Pork & leek sausage, smoked streaky bacon, two free-range eggs any style, black pudding, mushrooms, vine cherry tomatoes, house soda bread       . You must try this if only for the black pudding (spiced blood sausage with an amazing earthy texture and flavor)

In addition to the vast array of wine, a quirky selection of ales and lagers are available that you may or may not recognize, if in doubt try a Orpens Irish Cider, craft cider that proudly sings of its Irish origins.

LAGERS: Schneider Weisse Kristal Kelheim, Germany – Estrella Damm Barcelona, Spain.

ALES: Boyne Valley, Co. Meath – Torc Malt Dark Ale Killarney, Co. Kerry – Independent Connemara Red Ale Carraroe, Co. Galway.

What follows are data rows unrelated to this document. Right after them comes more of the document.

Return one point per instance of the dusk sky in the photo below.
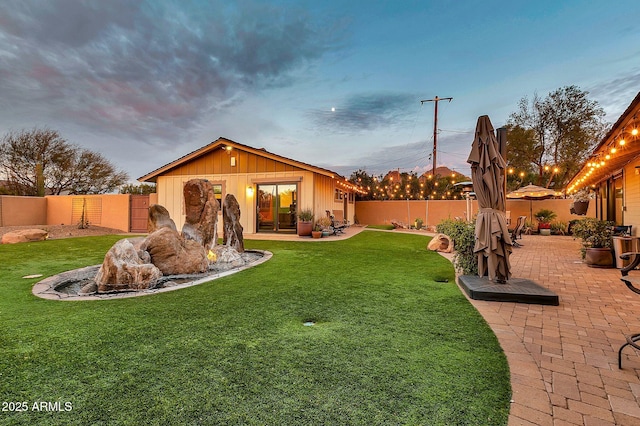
(334, 83)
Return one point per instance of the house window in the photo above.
(277, 207)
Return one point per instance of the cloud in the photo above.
(150, 70)
(616, 93)
(367, 111)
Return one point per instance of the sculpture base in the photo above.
(515, 290)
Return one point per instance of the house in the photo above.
(271, 189)
(613, 171)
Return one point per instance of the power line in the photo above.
(435, 125)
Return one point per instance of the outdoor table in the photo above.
(624, 245)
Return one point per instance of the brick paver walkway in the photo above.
(563, 359)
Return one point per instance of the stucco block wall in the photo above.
(435, 211)
(21, 211)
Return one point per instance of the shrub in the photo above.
(594, 233)
(463, 235)
(545, 216)
(559, 227)
(305, 215)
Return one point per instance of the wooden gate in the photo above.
(139, 213)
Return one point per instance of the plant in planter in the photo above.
(544, 218)
(305, 222)
(596, 241)
(580, 202)
(559, 228)
(316, 232)
(324, 224)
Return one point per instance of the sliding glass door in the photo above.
(277, 207)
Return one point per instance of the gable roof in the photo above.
(224, 143)
(608, 163)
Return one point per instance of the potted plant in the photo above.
(305, 222)
(316, 232)
(596, 241)
(580, 202)
(324, 223)
(544, 218)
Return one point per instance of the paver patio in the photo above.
(563, 359)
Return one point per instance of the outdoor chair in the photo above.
(632, 282)
(517, 231)
(338, 227)
(621, 231)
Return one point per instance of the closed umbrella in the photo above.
(531, 192)
(493, 242)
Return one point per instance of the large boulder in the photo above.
(201, 210)
(441, 243)
(24, 236)
(232, 236)
(159, 218)
(124, 268)
(174, 254)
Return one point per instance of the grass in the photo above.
(390, 345)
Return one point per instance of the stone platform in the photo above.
(518, 290)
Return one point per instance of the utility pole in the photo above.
(435, 127)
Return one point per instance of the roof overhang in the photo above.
(228, 144)
(616, 150)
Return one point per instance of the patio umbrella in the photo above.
(493, 241)
(531, 192)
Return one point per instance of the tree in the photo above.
(556, 134)
(40, 161)
(142, 189)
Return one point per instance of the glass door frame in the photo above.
(278, 218)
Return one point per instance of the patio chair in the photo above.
(517, 231)
(632, 282)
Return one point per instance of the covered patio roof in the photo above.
(619, 147)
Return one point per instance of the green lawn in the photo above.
(390, 345)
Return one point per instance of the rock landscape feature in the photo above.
(138, 263)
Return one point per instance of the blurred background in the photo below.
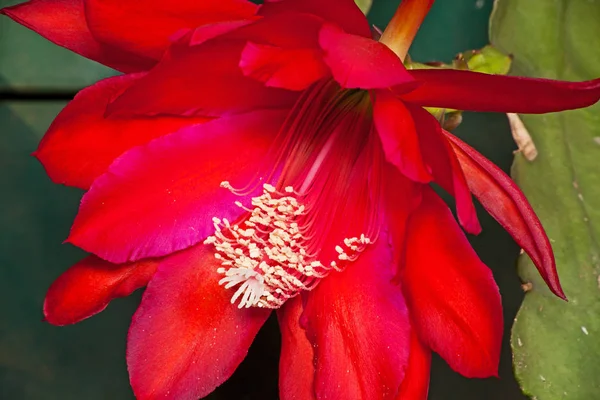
(87, 361)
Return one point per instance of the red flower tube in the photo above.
(278, 158)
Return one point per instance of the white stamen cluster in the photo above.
(266, 256)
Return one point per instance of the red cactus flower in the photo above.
(279, 158)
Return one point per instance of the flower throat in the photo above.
(319, 216)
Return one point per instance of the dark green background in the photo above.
(87, 361)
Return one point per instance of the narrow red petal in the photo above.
(401, 197)
(445, 168)
(359, 62)
(186, 338)
(467, 90)
(145, 28)
(296, 368)
(189, 85)
(63, 23)
(358, 324)
(398, 134)
(503, 199)
(161, 197)
(415, 385)
(87, 287)
(293, 69)
(453, 300)
(343, 13)
(81, 144)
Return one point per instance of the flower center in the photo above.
(266, 253)
(321, 213)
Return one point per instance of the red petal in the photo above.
(401, 197)
(186, 83)
(160, 198)
(294, 69)
(145, 28)
(358, 62)
(87, 287)
(415, 385)
(357, 322)
(453, 300)
(467, 90)
(81, 144)
(445, 167)
(503, 199)
(344, 13)
(398, 134)
(186, 338)
(63, 23)
(296, 369)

Service throughout the Fallon and Byrne operation is truly Irish in its conception, although you may be served by many different nationalities in addition to local employees, I have never found it to falter. What do I mean by “Truly Irish”? Well the Irish nation take their food and drink very seriously and with pride, and so they should. This pride is reflected in the warmth of service they provide and depth of knowledge in regard to the products they are suggesting and describing to you. The “Celtic Tiger” (a term that refers to a period of rapid economic growth in the economy of the Republic of Ireland from the mid-1990s to the mid-2000s) brought a new level of customer expectations into the Irish restaurant business and saw the arrival of many new “High End” restaurants and bars. These new operations offered a level of service uncommon in the Irish restaurant industry before this time in terms of training, speed and competence, but in many cases lacked warmth and hospitality. The “Celtic Tiger” has been and gone, and thankfully the two levels of service have now largely combined, taking the good from each discipline and learning from each other.


Insider tips for Fallon & Byrne Dublin

As the emporium is such a large space it can get quite noisy, not an issue for me, in fact a plus point as I believe it creates a superb “Vibe” but you may want to review.

Fallon & Byrne has become a Dublin success story and survived the rise and crash of the economy by being faithful to its roots. Over its varied food offerings and opportunities, there is a price point to suit all pockets and true Irish welcome. They have respect and passion for food and see the value in providing only the best possible product to their customers. A simple but winning formula.